The paper proposes BDIA-transformer, a novel type of reversible transformer based on the bidirectional integration approximation (BDIA). A random hyperparameter $\gamma$ is introduced per transformer block per training sample to regularize the models. The paper further performs activation quantization to allow for exact bit-level reversibility of BDIA-transformers. Empirical results show that the BDIA technique outperforms baseline transformers and reduces training memory for image classification and language translation.

优点

Clarity: The authors clearly define the problem, related work, and their proposed method with well-written equations.
Significance: The paper proposes a unique approach to achieve bit-level reversibility in transformers without architectural changes, leveraging techniques from ODE solvers and quantization. The introduction of the binary random variables also serves as a good regularization strategy.

缺点

Lack of experiments: The paper compares BDIA-transformers with standard transformers and RevViT. It would benefit from a broader evaluation against other reversible architectures or quantization methods.
The reliance on storing lightweight side information for exact reversibility might reduce its practical applicability as depth increases. It would be nice if this trade-off between memory efficiency and information storage is more analyzed.

问题

What are the failure modes of BDIA-transformers?

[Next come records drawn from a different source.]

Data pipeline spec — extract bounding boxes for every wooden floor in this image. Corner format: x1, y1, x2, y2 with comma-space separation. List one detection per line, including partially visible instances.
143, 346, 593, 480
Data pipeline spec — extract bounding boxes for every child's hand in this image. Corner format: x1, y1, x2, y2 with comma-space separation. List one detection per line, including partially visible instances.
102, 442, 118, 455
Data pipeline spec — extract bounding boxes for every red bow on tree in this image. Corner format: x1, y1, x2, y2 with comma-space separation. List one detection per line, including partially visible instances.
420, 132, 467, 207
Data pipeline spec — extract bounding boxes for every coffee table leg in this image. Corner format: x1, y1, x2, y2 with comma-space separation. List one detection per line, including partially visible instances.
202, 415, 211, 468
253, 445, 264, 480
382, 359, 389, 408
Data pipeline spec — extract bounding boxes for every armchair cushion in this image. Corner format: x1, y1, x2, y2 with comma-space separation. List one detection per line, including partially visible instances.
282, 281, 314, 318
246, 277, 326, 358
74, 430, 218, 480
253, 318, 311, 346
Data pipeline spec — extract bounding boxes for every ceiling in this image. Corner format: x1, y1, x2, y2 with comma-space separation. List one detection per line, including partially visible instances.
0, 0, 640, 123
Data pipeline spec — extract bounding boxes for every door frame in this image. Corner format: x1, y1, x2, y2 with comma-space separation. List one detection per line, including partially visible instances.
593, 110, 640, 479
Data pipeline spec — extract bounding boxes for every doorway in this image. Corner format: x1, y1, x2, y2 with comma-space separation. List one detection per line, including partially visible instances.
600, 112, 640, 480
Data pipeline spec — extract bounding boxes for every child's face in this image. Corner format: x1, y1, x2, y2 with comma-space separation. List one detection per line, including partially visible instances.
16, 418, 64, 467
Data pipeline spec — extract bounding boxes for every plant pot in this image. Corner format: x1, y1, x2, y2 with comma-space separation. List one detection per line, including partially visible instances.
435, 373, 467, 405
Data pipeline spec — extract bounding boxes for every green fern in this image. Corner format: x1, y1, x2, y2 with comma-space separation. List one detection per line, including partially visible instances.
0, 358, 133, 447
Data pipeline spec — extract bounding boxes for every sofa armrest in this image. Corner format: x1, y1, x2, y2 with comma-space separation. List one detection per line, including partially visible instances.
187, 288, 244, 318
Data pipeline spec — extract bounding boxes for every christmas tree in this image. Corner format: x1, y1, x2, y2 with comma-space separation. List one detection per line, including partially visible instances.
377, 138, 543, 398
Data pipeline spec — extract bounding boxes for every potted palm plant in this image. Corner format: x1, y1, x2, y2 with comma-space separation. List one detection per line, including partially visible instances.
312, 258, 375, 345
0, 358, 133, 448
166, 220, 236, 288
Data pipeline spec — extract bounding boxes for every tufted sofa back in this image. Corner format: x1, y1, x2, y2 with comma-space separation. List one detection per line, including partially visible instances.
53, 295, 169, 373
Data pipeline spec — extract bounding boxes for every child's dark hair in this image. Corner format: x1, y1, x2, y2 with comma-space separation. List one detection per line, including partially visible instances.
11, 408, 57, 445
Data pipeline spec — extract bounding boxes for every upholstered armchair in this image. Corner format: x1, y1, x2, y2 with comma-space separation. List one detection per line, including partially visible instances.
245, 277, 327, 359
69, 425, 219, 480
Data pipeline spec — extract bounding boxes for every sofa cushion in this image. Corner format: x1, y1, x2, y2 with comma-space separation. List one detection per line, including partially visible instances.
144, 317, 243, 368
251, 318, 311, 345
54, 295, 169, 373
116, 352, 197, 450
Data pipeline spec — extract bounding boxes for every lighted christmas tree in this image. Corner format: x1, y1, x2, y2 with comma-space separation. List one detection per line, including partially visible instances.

In which scenarios can the BDIA-transformers underperform compared to other transformers?
Could you also report the comparison of BDIA-transformers and other architectures in terms of training time and computational cost?
Minor: In Figure 3, the y-axis label should be “training loss”

撤稿通知

2024-11-22

We thank all the reviewers for their appreciation of the novelty of our new approach for designing reversible transformers that preserves architectures in the inference stage. Also we are happy that the reviewers notice the significant performance improvement of BDIA-transformer over transformer for the tested tasks on small-scale image classification and language translation.

Due to limited time to do large scale experiments in the rebuttal period, we decide to withdraw the paper and address the comments for a future submission.